Using a ML-like Loss Function#

In the end one likely wants to combine optimizing cuts with a more traditional ML-like set of cuts. Instead of the \(S/\sqrt{B}\) lets use the classification loss function that is more standard and see how that performs.

import jax
import jax.numpy as jnp
import numpy
import matplotlib.pyplot as plt
from samples import data_back, sig_avg, sig_width
from jax_helpers import erf

_ = plt.ion()
WARNING:absl:No GPU/TPU found, falling back to CPU. (Set TF_CPP_MIN_LOG_LEVEL=0 and rerun for more info.)
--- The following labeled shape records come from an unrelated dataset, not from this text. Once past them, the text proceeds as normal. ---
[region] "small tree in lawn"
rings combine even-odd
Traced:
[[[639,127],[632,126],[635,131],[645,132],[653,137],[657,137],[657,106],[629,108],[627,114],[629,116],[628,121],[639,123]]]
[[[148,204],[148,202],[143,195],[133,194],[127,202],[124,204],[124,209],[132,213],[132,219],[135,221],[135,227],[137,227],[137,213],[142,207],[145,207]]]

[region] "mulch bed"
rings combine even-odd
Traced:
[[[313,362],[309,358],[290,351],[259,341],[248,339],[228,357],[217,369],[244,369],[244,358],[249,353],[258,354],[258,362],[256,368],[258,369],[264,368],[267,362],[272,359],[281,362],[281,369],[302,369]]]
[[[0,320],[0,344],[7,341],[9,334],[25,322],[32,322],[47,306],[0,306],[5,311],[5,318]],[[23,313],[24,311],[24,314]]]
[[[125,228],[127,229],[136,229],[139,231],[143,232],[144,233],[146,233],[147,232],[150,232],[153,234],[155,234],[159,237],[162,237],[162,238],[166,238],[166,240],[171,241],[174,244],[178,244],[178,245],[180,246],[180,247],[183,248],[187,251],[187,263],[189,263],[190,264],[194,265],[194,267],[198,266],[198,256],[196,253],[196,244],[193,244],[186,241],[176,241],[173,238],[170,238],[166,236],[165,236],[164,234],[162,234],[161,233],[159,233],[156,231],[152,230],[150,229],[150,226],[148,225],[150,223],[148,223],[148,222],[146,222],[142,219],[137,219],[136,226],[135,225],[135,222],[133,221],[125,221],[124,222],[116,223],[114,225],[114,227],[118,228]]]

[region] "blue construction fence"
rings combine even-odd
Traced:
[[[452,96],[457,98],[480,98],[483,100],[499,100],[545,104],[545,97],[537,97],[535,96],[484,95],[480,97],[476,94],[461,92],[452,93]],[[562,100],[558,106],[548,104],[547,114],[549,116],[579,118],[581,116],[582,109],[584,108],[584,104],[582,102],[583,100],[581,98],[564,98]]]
Create a complete array that has the values and the answers. The current signal and background samples aren’t the same size. This just makes the loss function harder to see. So - lets create a signal sample that is as big as the background sample.

data_sig = numpy.random.normal(sig_avg, sig_width, len(data_back))

training_data = jnp.concatenate((data_back, data_sig))
training_truth = jnp.concatenate((jnp.zeros(len(data_back)), jnp.ones(len(data_sig))))

Loss Function#

A standard distance function:

def predict(c: float):
    'Predict if background or signal depending on the cut'
    return erf(training_data, c)

def loss(c: float):
    return jnp.sum((predict(c) - training_truth)**2)
cut_values = numpy.linspace(-10.0, 10.0, 100)
cut_loss = numpy.array([loss(c) for c in cut_values])
plt.plot(cut_values, cut_loss)
plt.xlabel('Cut Value')
plt.ylabel(r'Loss')
# plt.axvline(cut_values[max_index], color='green')
# plt.text(cut_values[max_index]+0.2, s_sqrt_b[max_index]/2.0, f'{cut_values[max_index]:0.3}', rotation=90)
plt.show()
_images/ml_loss_7_0.png

Gradient#

Look at the gradient of that function now

grad = jax.grad(loss)
plt.plot(cut_values, numpy.array([grad(c) for c in cut_values]))
plt.xlabel('Cut Value')
plt.ylabel(r'Gradient vs cut value of the loss')
plt.axhline(0.0, color='black', linestyle='dashed')
plt.show()
_images/ml_loss_10_0.png

Gradient Descent Loop#

Repeat the learning using gradient descent

LEARNING_RATE = 0.0005

def update_cut(c: float):
    'Run one iteration of the loop, and return a new cut value'

    g_value = grad(c)
    return c - g_value * LEARNING_RATE
c = 0.0
values = []
losses = []
l = -1.0
# log the cuts for tracking values during training
# will get used in next chapter.
with open('_cut.log', 'w') as out:
    for count in range(0, 50):
        l = loss(c)
        values.append(c)
        losses.append(l)
        c = update_cut(c)
        out.write(f'{c}\n')
print(f'final cut is {c:0.3} with loss {l}')
final cut is 3.26 with loss 2082.857177734375
fig, ax1 = plt.subplots() 

ax1.plot (range(0,len(losses)), losses, label=r'$S/\sqrt{B}$', color='blue')
ax1.set_ylabel(r'Loss', color='blue')
ax1.tick_params(axis ='y', labelcolor = 'blue')
ax2 = ax1.twinx()
ax2.set_ylabel('Cut Value', color='orange')
ax2.plot (range(0, len(values)), values, label='Cut Value', color='orange')
ax2.tick_params(axis ='y', labelcolor = 'orange')
plt.xlabel('Training Iteration')
plt.show()
_images/ml_loss_14_0.png

The 3.26 is close to the 3.62 that we found previously with \(S/\sqrt{B}\). However, the loss function is much better behaved and we did not have to choose our starting point for the cut carefully at all!

In a real experiment, we’d use the final likelihood in order to determine this value rather than a simple loss function. However, this will do for the rest of experiments.